The forces are where derivatives are important, and it is a reasonable question of whether hand-coded derivatives are faster or slower than autograd derivatives. We first look at the forces from ASE. The analytical forces take about the same time as the energy, which is not surprising. The same work is done for both of them.

np.set_printoptions(precision=3, suppress=True)
print(atoms.get_forces())

[[-0.    -0.    -0.   ]
[-0.296 -0.     0.183]
[-0.296 -0.    -0.183]
[ 0.296 -0.     0.183]
[ 0.296 -0.    -0.183]
[ 0.183 -0.296 -0.   ]
[-0.183 -0.296  0.   ]
[ 0.183  0.296 -0.   ]
[-0.183  0.296  0.   ]
[-0.     0.183 -0.296]
[ 0.    -0.183 -0.296]
[-0.     0.183  0.296]
[ 0.    -0.183  0.296]]


%%timeit
atoms.get_forces()
atoms.calc.results = {}

1.22 ms ± 38.7 µs per loop (mean ± std. dev. of 7 runs, 1000 loops each)



Here is our auto-differentiated force function.

from autograd import elementwise_grad

def forces(pos):
return -dEdR(pos)


Let's just check the forces for consistency.

print(forces(atoms.positions))

print(np.allclose(forces(atoms.positions), atoms.get_forces()))

[[-0.    -0.    -0.   ]
[-0.296 -0.     0.183]
[-0.296 -0.    -0.183]
[ 0.296 -0.     0.183]
[ 0.296 -0.    -0.183]
[ 0.183 -0.296 -0.   ]
[-0.183 -0.296  0.   ]
[ 0.183  0.296 -0.   ]
[-0.183  0.296  0.   ]
[-0.     0.183 -0.296]
[ 0.    -0.183 -0.296]
[-0.     0.183  0.296]
[ 0.    -0.183  0.296]]
True



Those all look the same, so now performance for that:

%%timeit

forces(pos)

727 µs ± 47.1 µs per loop (mean ± std. dev. of 7 runs, 1000 loops each)



This is faster than the ASE version. I suspect that it is largely because of the faster, vectorized algorithm overall.

print('autograd is {0:1.1f} times faster than ASE on forces.'.format(1.22e-3 / 727e-6))

autograd is 1.7 times faster than ASE on forces.



autograd forces are consistently 2-6 times faster than the ASE implementation. It could be possible to hand-code a faster function for the forces, if it was fully vectorized.

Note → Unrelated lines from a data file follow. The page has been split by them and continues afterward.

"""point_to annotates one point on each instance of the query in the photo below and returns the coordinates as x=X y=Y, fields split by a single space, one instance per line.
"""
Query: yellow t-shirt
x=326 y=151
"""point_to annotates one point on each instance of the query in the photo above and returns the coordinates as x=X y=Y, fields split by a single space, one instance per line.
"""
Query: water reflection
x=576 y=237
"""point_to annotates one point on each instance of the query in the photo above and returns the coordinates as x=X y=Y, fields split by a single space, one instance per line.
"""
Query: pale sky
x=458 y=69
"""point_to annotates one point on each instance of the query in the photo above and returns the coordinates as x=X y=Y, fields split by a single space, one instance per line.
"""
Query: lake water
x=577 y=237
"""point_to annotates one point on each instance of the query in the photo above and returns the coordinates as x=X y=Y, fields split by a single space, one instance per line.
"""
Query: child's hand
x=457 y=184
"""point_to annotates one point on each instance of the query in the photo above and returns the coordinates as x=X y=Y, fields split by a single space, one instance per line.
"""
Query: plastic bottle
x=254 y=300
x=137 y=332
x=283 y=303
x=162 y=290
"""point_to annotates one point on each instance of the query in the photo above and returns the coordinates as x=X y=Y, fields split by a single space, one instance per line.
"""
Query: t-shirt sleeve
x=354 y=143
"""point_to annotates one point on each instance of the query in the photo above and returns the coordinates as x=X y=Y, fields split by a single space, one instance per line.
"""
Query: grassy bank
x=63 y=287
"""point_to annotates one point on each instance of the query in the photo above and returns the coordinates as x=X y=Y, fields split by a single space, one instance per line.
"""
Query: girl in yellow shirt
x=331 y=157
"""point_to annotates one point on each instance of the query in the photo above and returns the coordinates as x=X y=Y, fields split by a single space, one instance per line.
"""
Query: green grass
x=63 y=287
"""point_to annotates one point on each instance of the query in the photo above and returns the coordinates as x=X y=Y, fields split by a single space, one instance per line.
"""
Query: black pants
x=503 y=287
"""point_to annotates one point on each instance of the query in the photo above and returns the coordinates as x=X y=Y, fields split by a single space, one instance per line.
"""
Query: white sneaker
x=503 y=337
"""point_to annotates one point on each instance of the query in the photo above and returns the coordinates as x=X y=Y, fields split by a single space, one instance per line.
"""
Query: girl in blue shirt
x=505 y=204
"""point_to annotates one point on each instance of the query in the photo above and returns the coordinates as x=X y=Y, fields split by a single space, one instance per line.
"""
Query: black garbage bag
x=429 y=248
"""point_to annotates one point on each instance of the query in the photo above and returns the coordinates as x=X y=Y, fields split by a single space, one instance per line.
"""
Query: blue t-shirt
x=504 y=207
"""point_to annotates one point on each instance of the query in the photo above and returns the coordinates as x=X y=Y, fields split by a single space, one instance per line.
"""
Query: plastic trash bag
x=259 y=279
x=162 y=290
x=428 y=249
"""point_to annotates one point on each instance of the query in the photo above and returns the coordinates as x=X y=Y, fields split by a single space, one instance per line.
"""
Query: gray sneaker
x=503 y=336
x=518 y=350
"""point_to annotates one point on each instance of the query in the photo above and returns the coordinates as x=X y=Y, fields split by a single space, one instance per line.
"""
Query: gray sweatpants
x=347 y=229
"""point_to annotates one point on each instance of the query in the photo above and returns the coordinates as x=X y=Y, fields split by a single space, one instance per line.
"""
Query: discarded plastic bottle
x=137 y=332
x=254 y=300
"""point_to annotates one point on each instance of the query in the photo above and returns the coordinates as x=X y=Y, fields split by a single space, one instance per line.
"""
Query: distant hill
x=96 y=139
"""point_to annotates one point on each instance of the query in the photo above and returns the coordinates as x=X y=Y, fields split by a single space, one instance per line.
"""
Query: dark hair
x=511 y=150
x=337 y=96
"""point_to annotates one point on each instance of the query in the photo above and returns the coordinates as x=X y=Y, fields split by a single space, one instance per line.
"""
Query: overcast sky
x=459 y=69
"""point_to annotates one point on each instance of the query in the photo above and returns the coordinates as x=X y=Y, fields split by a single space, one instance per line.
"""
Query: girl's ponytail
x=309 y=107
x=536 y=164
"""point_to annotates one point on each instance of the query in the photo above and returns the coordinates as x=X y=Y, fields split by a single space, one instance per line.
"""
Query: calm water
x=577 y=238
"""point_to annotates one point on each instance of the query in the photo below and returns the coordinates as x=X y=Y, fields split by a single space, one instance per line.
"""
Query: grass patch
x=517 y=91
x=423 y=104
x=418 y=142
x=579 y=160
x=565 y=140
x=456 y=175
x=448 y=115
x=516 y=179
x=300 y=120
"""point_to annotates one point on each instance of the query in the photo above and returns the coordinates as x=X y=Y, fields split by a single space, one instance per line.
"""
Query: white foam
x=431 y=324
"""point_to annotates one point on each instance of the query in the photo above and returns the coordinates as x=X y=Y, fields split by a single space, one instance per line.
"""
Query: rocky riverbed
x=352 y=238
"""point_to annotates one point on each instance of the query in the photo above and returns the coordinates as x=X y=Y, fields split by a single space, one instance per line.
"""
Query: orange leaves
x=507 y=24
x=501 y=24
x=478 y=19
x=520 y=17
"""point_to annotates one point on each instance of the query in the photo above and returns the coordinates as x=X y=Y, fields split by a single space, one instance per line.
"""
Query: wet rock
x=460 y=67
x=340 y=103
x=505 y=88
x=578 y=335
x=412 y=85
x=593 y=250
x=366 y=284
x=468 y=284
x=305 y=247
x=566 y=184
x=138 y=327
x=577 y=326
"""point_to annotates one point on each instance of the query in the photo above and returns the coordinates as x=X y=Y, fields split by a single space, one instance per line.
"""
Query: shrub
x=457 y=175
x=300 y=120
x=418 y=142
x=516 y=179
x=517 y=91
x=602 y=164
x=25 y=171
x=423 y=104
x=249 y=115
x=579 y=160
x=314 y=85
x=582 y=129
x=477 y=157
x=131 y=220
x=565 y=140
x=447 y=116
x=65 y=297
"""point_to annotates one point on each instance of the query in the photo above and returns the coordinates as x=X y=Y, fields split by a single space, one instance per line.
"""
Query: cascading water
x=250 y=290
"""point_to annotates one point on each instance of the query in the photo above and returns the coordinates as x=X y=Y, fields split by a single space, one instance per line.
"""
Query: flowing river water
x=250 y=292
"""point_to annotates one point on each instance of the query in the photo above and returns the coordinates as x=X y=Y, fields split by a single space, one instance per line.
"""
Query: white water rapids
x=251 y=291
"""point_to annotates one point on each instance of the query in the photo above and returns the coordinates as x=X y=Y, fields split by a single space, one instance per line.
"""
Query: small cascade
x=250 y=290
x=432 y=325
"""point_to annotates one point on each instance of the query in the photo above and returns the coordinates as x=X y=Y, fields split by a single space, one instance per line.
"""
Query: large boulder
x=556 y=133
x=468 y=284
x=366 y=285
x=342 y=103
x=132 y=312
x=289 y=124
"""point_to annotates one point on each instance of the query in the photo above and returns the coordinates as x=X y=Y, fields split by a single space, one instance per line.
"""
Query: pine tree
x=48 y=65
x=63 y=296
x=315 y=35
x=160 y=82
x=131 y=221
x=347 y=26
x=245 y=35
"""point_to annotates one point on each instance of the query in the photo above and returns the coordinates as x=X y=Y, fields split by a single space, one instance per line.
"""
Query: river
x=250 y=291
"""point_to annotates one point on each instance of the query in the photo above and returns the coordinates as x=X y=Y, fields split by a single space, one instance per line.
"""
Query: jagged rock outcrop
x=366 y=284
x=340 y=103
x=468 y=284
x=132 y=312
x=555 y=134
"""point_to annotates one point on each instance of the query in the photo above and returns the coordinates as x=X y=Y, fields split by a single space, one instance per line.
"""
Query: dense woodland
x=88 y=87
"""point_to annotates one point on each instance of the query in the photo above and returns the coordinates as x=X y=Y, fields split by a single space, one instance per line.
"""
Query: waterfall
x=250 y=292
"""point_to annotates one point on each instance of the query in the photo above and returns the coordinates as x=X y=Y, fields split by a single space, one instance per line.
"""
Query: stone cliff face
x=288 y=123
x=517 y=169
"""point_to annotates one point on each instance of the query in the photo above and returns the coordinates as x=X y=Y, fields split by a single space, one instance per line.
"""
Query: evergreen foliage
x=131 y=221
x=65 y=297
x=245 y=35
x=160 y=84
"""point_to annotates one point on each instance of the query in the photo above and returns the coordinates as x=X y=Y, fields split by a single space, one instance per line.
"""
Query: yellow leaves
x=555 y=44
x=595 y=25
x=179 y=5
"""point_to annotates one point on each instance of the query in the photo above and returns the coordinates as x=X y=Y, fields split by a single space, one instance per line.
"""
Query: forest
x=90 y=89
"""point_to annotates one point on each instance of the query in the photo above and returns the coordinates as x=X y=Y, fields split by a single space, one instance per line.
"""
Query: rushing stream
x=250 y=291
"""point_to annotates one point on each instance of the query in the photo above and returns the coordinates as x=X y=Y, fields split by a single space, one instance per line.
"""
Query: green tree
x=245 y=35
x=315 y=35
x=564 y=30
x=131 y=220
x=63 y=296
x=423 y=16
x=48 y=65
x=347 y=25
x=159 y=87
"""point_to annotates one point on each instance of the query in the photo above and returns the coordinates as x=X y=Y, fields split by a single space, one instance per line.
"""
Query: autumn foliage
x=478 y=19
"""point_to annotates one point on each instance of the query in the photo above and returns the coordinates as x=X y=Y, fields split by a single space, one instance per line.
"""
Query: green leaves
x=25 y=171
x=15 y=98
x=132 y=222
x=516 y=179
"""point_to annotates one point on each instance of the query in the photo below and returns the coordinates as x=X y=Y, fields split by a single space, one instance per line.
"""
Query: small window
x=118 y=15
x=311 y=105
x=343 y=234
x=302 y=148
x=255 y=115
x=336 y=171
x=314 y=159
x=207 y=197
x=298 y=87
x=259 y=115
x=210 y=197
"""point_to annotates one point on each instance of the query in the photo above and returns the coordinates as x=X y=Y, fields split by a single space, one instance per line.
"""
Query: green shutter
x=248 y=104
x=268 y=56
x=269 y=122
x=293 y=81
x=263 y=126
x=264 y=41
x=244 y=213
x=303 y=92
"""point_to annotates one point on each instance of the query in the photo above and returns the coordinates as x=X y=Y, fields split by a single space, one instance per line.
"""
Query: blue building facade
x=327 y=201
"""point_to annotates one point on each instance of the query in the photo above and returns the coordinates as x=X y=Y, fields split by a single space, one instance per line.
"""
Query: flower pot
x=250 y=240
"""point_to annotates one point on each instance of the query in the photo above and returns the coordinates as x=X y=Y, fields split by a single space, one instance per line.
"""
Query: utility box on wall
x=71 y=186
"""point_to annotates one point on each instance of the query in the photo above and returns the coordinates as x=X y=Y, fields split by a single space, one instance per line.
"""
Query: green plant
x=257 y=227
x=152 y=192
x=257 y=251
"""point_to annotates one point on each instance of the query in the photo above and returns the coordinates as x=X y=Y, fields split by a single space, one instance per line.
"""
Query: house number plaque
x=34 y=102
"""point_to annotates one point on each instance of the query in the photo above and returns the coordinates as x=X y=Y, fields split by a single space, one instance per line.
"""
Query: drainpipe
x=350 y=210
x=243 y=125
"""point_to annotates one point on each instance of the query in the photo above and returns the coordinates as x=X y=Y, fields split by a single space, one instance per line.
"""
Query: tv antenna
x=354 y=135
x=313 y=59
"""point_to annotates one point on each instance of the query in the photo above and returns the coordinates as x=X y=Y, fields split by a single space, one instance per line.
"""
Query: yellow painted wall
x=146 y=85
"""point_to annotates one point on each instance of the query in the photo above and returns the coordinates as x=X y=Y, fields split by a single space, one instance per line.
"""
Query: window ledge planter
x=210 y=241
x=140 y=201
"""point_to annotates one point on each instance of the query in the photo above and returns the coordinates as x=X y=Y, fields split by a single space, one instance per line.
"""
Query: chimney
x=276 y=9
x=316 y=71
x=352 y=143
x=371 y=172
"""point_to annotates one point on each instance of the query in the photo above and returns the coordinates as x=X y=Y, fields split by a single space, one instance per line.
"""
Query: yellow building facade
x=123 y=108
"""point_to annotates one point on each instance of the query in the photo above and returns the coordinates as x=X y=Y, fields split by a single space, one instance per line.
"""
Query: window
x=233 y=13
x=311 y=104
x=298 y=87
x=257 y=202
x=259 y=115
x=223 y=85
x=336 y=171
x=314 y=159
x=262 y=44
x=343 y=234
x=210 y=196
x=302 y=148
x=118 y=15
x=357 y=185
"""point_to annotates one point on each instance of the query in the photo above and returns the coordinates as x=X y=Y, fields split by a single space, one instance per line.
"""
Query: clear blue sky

I spent a while seeing what would be required for that, and it is not obvious how to do that. Any solution that uses loops will be slower I think.

This doesn't directly answer the question of whether this can work in production. Everything is still written in Python here, which might limit the size and length of calculations you can practically do. With the right implementation though, it looks promising.